Cutting the pieces out was quick and
easy with a small reciprocating saw. I believe
by using this method, the shape of the pieces is within
1/8 inch of the design.

The next step was attaching them to
a strongback. I built one 40" wide
X 20 ft long. The last two feet do not have a floor.
There is a 2X8 spreader that
you can not see that is on the same plane as the stern.

To align the stations, I plotted all
stations on one sheet, and screwed
two small boards to the floor 40" apart. The two supports
were screwed to each station,
and the height marked from the alignment boards.

To mount the stations on the strongback,
I marked lines 1.5 ft apart with
a square, lined up the supports and screwed them fast
with angle brackets. I set up
all the pieces in the picture in under three hours,
some after dark.

Before assembling, I coated all of the
stations with one coat of penetrating epoxy, and one
coat of 1:1 epoxy. Making enough 1/2 X 3/4" stringers
20ft long was also a bit of work until
I constructed a jig that would cut a good 12:1 scarf.



This summer (2001) I put the sides and bottom on
the hull. The bottom is 3 layers of 1/8" plywood, and I
used one 1/4" and one 1/8" ply on the sides. As I
plan on racing this hull, I wanted the bottom finish to be perfect.
Unfortunately I spent the best two months of the summer working
on the "perfect finish" and finally settled for good
enough.
Here is the hull as it looked by July. It didn't
change much for the next two months except for the amount of
epoxy dust left over from all my sanding...
In September I did get it flipped
over. So far it weighs in at 305 lbs.
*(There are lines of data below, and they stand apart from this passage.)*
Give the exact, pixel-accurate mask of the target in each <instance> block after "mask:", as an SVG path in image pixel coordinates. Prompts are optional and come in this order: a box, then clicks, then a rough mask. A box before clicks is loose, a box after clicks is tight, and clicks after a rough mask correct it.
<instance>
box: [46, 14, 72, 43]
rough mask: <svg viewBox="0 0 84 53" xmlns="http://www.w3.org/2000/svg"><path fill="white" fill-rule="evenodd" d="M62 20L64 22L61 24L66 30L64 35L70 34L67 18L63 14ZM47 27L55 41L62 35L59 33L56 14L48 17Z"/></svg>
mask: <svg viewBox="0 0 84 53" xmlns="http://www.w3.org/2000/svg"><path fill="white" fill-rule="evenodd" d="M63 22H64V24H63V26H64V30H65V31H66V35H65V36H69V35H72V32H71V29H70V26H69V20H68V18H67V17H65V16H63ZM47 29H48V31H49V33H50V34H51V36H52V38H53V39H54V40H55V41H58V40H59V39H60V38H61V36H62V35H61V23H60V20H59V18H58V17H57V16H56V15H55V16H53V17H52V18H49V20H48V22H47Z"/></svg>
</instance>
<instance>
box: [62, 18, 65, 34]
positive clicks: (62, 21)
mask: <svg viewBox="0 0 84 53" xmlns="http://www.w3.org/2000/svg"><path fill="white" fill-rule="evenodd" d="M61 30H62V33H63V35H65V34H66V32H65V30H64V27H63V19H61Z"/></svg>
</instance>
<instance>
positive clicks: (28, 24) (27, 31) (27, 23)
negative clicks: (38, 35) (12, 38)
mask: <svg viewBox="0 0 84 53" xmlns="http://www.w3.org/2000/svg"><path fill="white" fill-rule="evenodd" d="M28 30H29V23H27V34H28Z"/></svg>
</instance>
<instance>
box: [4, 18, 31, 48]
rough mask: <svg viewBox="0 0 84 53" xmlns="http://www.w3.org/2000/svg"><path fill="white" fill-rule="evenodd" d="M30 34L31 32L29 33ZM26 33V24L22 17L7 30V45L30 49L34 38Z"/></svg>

I should have no problem
finishing it up, and having a bit of margin for corrector weights.
If anyone is interested in building one, I would say that drawing
the plans was one of the easier parts. I don't have plans for
sale, but may someday. Building my boat is more important to
me right now than writing a construction guide, as I have been
making it up as I go...
 
In case anyone was wondering, yes I do (did) own a glass
hull... I sawed it up. (12875) Fiberglass hulls are nice,
as long as you don't get them wet!
Here is my other woodie. 40 years old, stored outside under
a tarp, and it is likely lighter now that the day it was
built. 5 people could dance on the deck, and it still looks
and sails great. People sometimes ask me why I like wooden
hulls. The answer is because I believe this hull will be
just as fast as a new fiberglass hull the day it hits the
water, and still be just as fast 40 years from now. That
is stored inside, outside, or at the dock- in the water.